In 2007 he engaged in the first web-film series to be linked to a major magazine. “The Naked Campaign”, a series of thirty-three short videos with corresponding magazine art, documented the campaign that resulted in the election of Barack Obama.
He visited the Texas State House at Austin in 2007 for a freewheeling story on the capital for Texas Monthly.
Bingsop’s Fables, set to tales from the Darwinian world of business by the sharp-toothed humorist Stanley Bing. was a published book-full of drawings by Brodner.
A series of short political films for PBS’ Need to Know, 2010-2011, were written and directed by Brodner, produced by The Refinery.
“Artists Against the War”, published Jan. 2011, was inspired by the exhibition by the same name at the Society of Illustrators, which Brodner curated, involving 64 artists contributing art in opposition to the war in Iraq.
In February 2012 Steve Brodner was a contributor to the American Masters PBS Special, Cab Calloway: Sketches
He published a full length NY Times Op-Ed detailing the lives of founding fathers on July 4, 2013.
In 2015, his visit to the energy-self-sufficient Danish island of Samsø, in Denmark resulted in an 8 page piece in Nautilus magazine.
In the summer of 2016 he covered both political conventions for the Village Voice, with art going live on social media.
In May, 2017 Viacom commissioned him to paint three murals for a “One Night Only” tribute to Alec Baldwin that decorated the stage of the Apollo theater in NY for the Paramount TV presentation.
His historical pages were seen in the LA Times and Tablet magazine concerning the surprising origins of Memorial Day, Mothers Day, the first Jewish settlement in New York, etc.
As of 2018 Steve Brodner co-curated a political art show with Francis Di Tommaso for the SVA Gallery titled Art as Witness: Political Graphics 2016-18 about art in the Trump Era.

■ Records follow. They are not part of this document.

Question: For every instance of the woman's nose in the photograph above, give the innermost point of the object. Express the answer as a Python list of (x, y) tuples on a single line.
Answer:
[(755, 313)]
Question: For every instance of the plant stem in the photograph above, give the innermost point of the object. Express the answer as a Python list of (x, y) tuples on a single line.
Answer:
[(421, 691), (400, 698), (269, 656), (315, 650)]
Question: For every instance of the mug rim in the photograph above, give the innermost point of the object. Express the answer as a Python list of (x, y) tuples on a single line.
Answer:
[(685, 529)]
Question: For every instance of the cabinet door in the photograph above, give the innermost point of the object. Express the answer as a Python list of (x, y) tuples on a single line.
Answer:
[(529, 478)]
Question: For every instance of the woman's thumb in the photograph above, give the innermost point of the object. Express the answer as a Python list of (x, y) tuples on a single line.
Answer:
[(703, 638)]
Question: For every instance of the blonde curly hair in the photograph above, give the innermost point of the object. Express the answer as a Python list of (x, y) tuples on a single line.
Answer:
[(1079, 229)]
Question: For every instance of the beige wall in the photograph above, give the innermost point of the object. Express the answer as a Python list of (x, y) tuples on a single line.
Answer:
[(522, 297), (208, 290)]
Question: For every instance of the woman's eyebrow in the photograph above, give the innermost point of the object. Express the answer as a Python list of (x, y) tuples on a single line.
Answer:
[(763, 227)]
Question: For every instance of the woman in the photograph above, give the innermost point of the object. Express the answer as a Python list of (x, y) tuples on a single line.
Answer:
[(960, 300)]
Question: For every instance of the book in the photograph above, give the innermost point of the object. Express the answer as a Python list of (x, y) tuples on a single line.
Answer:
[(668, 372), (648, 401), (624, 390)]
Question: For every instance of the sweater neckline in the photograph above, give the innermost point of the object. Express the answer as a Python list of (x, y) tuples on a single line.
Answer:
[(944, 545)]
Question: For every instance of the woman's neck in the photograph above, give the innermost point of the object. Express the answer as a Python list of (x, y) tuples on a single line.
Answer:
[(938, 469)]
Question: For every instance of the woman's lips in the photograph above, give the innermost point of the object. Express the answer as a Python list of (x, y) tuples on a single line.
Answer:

In addition to his editorial work, Steve Brodner is currently illustrating animation pieces for ABC Disney’s The Alec Baldwin Show.
Throughout his career Steve Brodner expanded his illustration boundaries by originating, writing, editing and designing his own articles for publication.
Awards
Over 30 years he has won numerous awards from the Society of Illustrators, Art Directors Club, the Society of Publication Designers, the Society of Newspaper Designers, American Illustration, Communication Arts.
The 2000 Aronson Award for Social Justice Journalism, Hunter College, NY.
2005 Society of Illustrators Hamilton King Award for best art in show at the Society of Illustrators, NY.
2007 Reuben Award from the National Cartoonists Society for Best Magazine Illustration of the Year.
2010 St. Gaudens Award for Alumni Achievement, The Cooper Union.
2010 Reuben Award from The National Cartoonists Society for Advertising.
2011 Gold medal, Editorial, Society of Illustrators
As An Educator
Brodner has kept a regular schedule of lecturing. Including appearances at MICA, SCAD, RISDE, California Center for the Arts etc. He has taught at the School of Visual Arts and the Fashion Institute of Technology since 1993. He was named one of “New York’s Leading Professors” by The NY Observer, 2015.
He currently lives in New York with his wife Cynthia Rose.
His daughter, Terry Brodner, is a children’s book author and illustrator.